Separately, four defendants were sentenced to three years in jail each over political activities against the governing Al Khalifah regime.

Relatedly, Reporters Without Borders (RSF) called for the immediate release of Hassan Mohammed Qambar, a Bahraini freelance photographer who completed his sixth month in detention and condemns the disproportionate nature of the sentences totaling more than 100 years in prison that he has received on a range of absurd charges.

Held since 12 June, Qambar began working as a photojournalist for such international media outlets as Russia Today Arabic and Ruptly in 2011, when he covered that year’s uprising and pro-democracy protests.

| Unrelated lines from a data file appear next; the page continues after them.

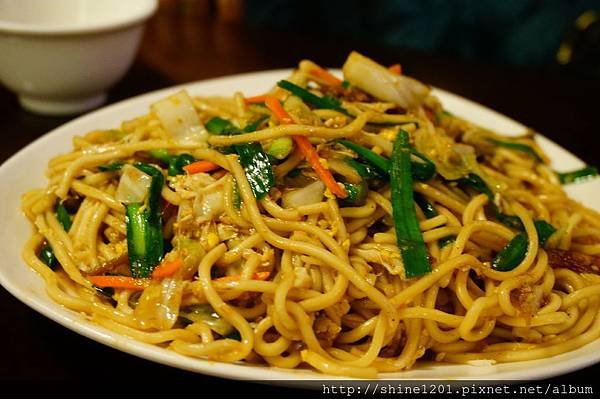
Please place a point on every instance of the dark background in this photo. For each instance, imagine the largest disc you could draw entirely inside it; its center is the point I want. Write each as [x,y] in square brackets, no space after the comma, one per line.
[502,54]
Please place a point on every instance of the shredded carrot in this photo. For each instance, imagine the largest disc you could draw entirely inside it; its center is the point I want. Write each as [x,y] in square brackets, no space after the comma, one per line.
[312,157]
[124,282]
[200,166]
[256,276]
[255,99]
[275,106]
[396,68]
[167,268]
[325,76]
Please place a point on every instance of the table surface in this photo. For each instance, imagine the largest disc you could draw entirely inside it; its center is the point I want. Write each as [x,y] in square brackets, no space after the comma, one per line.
[178,49]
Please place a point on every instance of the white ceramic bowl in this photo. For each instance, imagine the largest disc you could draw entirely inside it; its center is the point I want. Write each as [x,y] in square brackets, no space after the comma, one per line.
[61,56]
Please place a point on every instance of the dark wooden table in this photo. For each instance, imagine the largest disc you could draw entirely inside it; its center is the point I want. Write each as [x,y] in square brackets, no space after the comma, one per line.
[178,49]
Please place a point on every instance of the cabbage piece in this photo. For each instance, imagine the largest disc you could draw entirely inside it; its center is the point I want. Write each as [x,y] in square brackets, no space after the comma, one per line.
[308,195]
[180,119]
[158,306]
[385,85]
[133,185]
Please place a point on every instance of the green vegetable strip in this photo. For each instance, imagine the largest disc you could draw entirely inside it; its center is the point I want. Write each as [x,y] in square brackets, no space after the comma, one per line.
[178,162]
[431,212]
[512,254]
[111,166]
[47,256]
[258,168]
[357,193]
[365,171]
[426,207]
[253,159]
[145,243]
[253,126]
[63,216]
[515,251]
[221,126]
[518,147]
[175,162]
[382,164]
[420,170]
[325,102]
[408,235]
[544,229]
[579,175]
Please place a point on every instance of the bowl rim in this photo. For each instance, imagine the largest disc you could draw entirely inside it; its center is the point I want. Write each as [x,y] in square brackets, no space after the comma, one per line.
[145,9]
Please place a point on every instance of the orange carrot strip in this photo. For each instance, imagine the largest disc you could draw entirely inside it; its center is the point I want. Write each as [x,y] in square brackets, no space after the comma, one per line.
[200,166]
[326,76]
[312,157]
[124,282]
[167,268]
[255,99]
[396,68]
[256,276]
[275,106]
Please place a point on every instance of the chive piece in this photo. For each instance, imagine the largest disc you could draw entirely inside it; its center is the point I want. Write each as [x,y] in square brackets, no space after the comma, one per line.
[161,154]
[518,147]
[111,166]
[108,293]
[578,175]
[357,193]
[221,126]
[235,335]
[421,170]
[408,234]
[236,198]
[431,212]
[258,168]
[145,243]
[425,206]
[63,216]
[280,147]
[324,102]
[512,254]
[544,230]
[382,164]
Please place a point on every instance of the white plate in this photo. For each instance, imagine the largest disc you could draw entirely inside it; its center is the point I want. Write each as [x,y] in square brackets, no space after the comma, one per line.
[25,170]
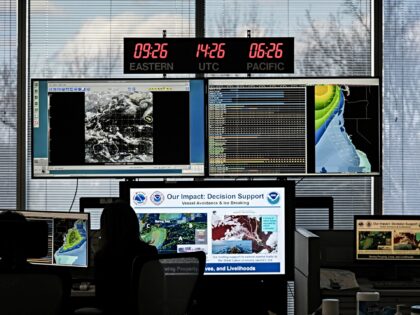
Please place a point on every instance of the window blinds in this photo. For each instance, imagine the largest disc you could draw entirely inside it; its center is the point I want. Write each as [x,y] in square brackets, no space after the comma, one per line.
[8,112]
[84,39]
[332,38]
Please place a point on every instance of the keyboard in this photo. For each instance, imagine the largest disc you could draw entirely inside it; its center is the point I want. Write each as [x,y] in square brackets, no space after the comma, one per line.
[404,285]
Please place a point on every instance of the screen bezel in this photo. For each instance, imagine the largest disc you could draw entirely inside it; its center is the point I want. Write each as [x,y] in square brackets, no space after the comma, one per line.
[122,176]
[289,187]
[50,215]
[381,261]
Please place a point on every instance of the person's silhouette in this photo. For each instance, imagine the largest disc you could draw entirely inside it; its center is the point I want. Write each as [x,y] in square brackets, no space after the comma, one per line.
[12,244]
[120,243]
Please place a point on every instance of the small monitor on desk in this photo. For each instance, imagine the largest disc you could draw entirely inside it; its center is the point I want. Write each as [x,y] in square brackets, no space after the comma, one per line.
[387,238]
[67,237]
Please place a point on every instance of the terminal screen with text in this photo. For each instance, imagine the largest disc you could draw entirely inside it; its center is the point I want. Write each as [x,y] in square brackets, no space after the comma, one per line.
[117,128]
[387,238]
[68,235]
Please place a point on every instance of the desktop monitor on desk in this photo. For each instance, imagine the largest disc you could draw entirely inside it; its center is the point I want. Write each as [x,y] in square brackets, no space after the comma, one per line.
[67,237]
[244,227]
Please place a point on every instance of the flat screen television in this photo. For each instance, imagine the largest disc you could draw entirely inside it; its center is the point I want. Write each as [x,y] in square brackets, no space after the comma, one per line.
[294,126]
[117,128]
[68,235]
[244,227]
[387,238]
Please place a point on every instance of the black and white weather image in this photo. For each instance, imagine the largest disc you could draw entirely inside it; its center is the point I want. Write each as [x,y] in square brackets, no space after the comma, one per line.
[118,126]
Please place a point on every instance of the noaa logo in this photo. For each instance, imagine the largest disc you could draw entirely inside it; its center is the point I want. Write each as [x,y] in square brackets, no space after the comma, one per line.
[273,198]
[139,198]
[157,198]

He has been convicted on such charges as “burning tires,” “causing damage to an electricity tower,” “rioting and causing chaos” and “association with a terror organization,” but RSF has learned that the interrogations to which he was submitted were all about his work as a photojournalist.

In another development, distinguished Shia cleric Sheikh Khalid Fadhil al-Zaki, whom regime forces arrested late last month, has been remanded in custody for another 15 days, pending investigations.

Bahraini forces detained Sheikh Zaki along with four young men, identified as Ahmed Abdullah al-Zaki, Reza al-Houri, Abbas Muhammed Jaafar al-Zaki and Sayed Hussein Hashim during raids on their homes in the northern villages of Abu Saiba and Shakhura early on November 30.

Thousands of anti-regime protesters have held demonstrations in Bahrain on an almost daily basis ever since a popular uprising began in the country in mid-February 2011.

They are demanding that the Al Khalifa regime relinquish power and allow a just system representing all Bahrainis to be established.

Manama has gone to great lengths to clamp down on any sign of dissent. On March 14, 2011, troops from Saudi Arabia and the United Arab Emirates were deployed to assist Bahrain in its crackdown.

Scores of people have lost their lives and hundreds of others sustained injuries or got arrested as a result of the Al Khalifah regime’s crackdown.